I mean think about it, if for some reason the US or Chinese agencies wanted to downplay or shift the blame they had so many easier ways to do it that would put them in an awkward position if somebody manages to prove the existence of these backdoored mobos. If the best spin they could come up with was "just deny everything and make sure to do so at a regular interval so people are constantly aware of our denial" they really need better PR people.
> I could believe it if the denials so far felt incomplete or ambiguously worded as if they were tiptoeing around something that they were not allowed to disclose. I could believe it if all we had coming from Apple and Amazon was the usual lawyer-speak "I won't confirm of deny" bullshit. Instead we've had completely unambiguous "this is completely false and never happened".
Well, at this point everybody is watching for weasel words, so a categorical denial is the only thing the government can demand that wouldn't provoke suspicion.
> If it turns out to be a lie it's going to be devastating for the trust in Apple or Amazon.
Oh, please. Companies have had millions of credit card numbers stolen, and nothing happens.
Apple and Amazon would get a bit of bad press. The tech folks wouldn't trust them any less than they already do. And it would blow over in a couple weeks at worst.
At this point, my Bayesian priors are lowering on Bloomberg, but they are not necessarily going up on Amazon or Apple.
If you want to blow a whistle, yes. If not dismantle, at least photograph the object. If your employer retaliates, you can make good money in speaker fees retelling the story, or get a job at a company that wants to be known for good hardware security.
Getting a job is not necessarily a reason to jeopardize a whole career in the intelligence community. People in public service sometimes have feelings about serving their country.
I don't know what brave new world we have entered where journalists, or even online users for that matter, make confident claims about things for which there is no physical evidence.
A very close friend of mine led customer support for a large American IT company in the middle east where US federal agents were posed as support staff.
I worked at a large high-tech firm with business in the middle east, including content-filtering solutions and we were basically 'required' to work with Western governmental entities of a 'security nature'.
The US has massive clandestine projects in this regard and some of them are not so secret - consider the recent Wikileaks: [1]
"The US intelligence agency has been involved in a concerted effort to write various kinds of malware to spy on just about every piece of electronic equipment that people use. That includes iPhones, Androids and computers running Windows, macOS and Linux."
All countries with active spy/clandestine agencies are spying on one another using malware, spyware, hardware hacking, phishing, social engineering, whatever.

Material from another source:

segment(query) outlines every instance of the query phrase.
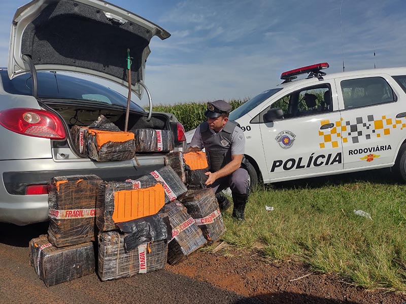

And many firms are complicit to one degree or another.
That Apple or AWS etc. may have been compromised with a specific attack makes for a really weird story - but that this is happening in general is a non-story - of course it is. It's not about this specific attack really.
I promise you that my dad works at microsoft and he has a chip I add to my ps4 to make it play Xbox games, you can't see it because it's too small becaise he also secretly works for the new. He taught me how to program the chips and I can do anything with them.